Les différents articles (Romanowski, Saheb et Martins ; Sanches et Vieira) mettent en lumière les différents défis auquel est confronté le système scolaire et universitaire brésilien : défi relatif à la formation des enseignants de base (Romanowski, Saheb et Martins ; Ens et Nagel ; Sanches et Vieira), défi d’un analphabétisme persistant, défi qu’implique, pour les enseignants et les établissements, des pédagogies marginales-sécantes telle la mise en œuvre de la « classe inversée » (Serqueira, Vosgerau, Kozanitis, Romanowski ), défi d’une tension entre une logique de démocratisation, d’égalité des chances, d’émancipation par la culture et  une logique de modernisation subordonnant la formation et l’action éducative aux exigences du marché (Boneti), défi d’une traduction dans les faits du droit d’accès à l’enseignement supérieur via une élucidation des conditions ayant rendu possible la production d’un tel droit pour la jeunesse brésilienne (Fischer et Gisi).

Le travail de contextualisation au plan politique, économique, social et l’étude soignée de la législation et des instructions officielles dans le champ éducatif permettent de situer et d’amarrer ces défis à une société donnée, à une époque donnée. Est posée la question de la résistance, par-delà la situation brésilienne, à la promotion persistance d’un mode de régulation globalisé et économique.

Jetant des ponts entre les continents, l’article de Mesquida et Fereira risque à sa façon une réponse en mettant en dialogue deux célèbres pédagogues qui ont d’ailleurs échanger de leur vivant dans les années 1960-70 : Paolo Freire et Ivan Illich. Leurs pensées et actions éducatives convergent vers une déscolarisation. Scolarisation et éducation sont, pour ces penseurs, antinomiques. Le premier entendait remplacer l’école par des cercles de culture, d’échanges de savoirs et de savoir-faire, visant l’émancipation d’hommes et de femmes opprimés par le système capitaliste ; le second en appelait à la création de réseaux de communications pédagogiques, d’échanges de connaissances, capables de rapprocher les individus, de développer leur esprit critique – notamment à l’égard du marché – et leur autonomie de pensées et d’initiatives.
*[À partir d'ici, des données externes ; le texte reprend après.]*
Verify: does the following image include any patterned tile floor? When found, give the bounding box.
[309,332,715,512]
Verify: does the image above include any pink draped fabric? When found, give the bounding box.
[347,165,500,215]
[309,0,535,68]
Ce numéro dévoile une école et une université réintérrogeant les finalités éducatives, confrontés qu’elles sont à une pensée comptable, à des repères quantitatifs, concurrentiels assujetissant l’éducation scolaire – et ce faisant, la formation des enseignants – aux demandes du marché, à une préparation pragmatique garante de l’insertion des jeunes dans le monde de la production et de la consommation (Quartiero et Bianchetti, 2005 ; Ribeiro et Bianchetti 2012).

 

Antunes F. (2008). A nova ordem educacional. Espaço europeu de educação e aprendizagem ao longo da vida. Coimbra : Almedina.

Paraskeva, J.M. et al., (Org.). (2009). Capitalismo académico. Mangualde : Edições Pedago.

Quartiero E.-M., Bianchetti, L. (Orgs.). (2005). Educação corporativa. Mundo do trabalho e do conhecimento : Aproximações. São Paulo : Cortez ; Santa Cruz do Sul : Editora da UNISC.

Ribeiro Valle, I. & Bianchetti, L. (2012). Éducation et recherche au brésil : du projet nationaliste à la globalisation. Carrefours de l’éducation, 34(2), 61-76.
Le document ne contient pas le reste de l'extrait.